In my opinion, probably not — and if there is change in public opinion, it is occurring very slowly. The chart below is populated with data from PollingReport.com and incorporates data from eight organizations — ABC/Washington Post, Quinnipiac, Pew, LA Times/Bloomberg, AP/Ipsos, CBS, NBC/WSJ and CNN — that ask respondents a four-option question about abortion, where they are given a choice between saying abortion should be legal in all cases, legal in most cases, illegal in all cases, or illegal in most cases. We then draw a linear trendline through the individual datapoints.
Although two recent surveys — the Pew poll conducted last month and an NBC/WSJ poll conducted in September — indicated smaller-than-usual margins for the legal option, this is countered by a large amount of data from earlier in 2008 which indicated support for legal abortion at about its typical levels in the mid-50’s. While it’s possible that public opinion has shifted more dramatically on this issue since sometime late last year, it seems highly unlikely. Polls don’t move without reasons, and abortion hasn’t been particularly in the news of late. Who knows — maybe Baby Trig won over a few hearts and minds — but odds are the Pew result is a mild outlier. Since the abortion choice question is surveyed quite frequently, we will know soon enough.

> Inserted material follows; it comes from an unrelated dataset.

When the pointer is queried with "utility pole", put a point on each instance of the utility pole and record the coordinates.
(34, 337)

As far as a longer-term trend goes, you can arguably perceive a slight one in favor of those saying abortion should be illegal. On the other hand, if we look at a different type of survey question — those asking the respondent to identify as pro-choice or pro-life — we do not perceive any such pattern:
Or, if you like, we can combine the two types of surveys onto one graph:
There’s just no trend at all there, except maybe toward slightly more people having an opinion, one way or the other, about the abortion choice question.
In fact, the remarkable thing about abortion is precisely how steady public opinion has been on it for many, many years. Perhaps this in and of itself is interesting — as Ross Douthat pointed out, there is some decent evidence that Gen Y’ers are less inclined to take the pro-choice position than Gen X’ers or Baby Boomers — although they are still more pro-choice than the voters they are gradually replacing in the voting pool, which are members of the Silent Generation. This is in spite of the fact that young Americans are considerably more liberal than their peers on issues like gay marriage and marijuana legalization, issues on which there is more tangible evidence of “momentum” in favor of the liberal position. There are evidently an increasing number of pro-life, pro-gay marriage Americans, particularly among Generation Yers, a position it would have been very unusual to encounter just a few years ago.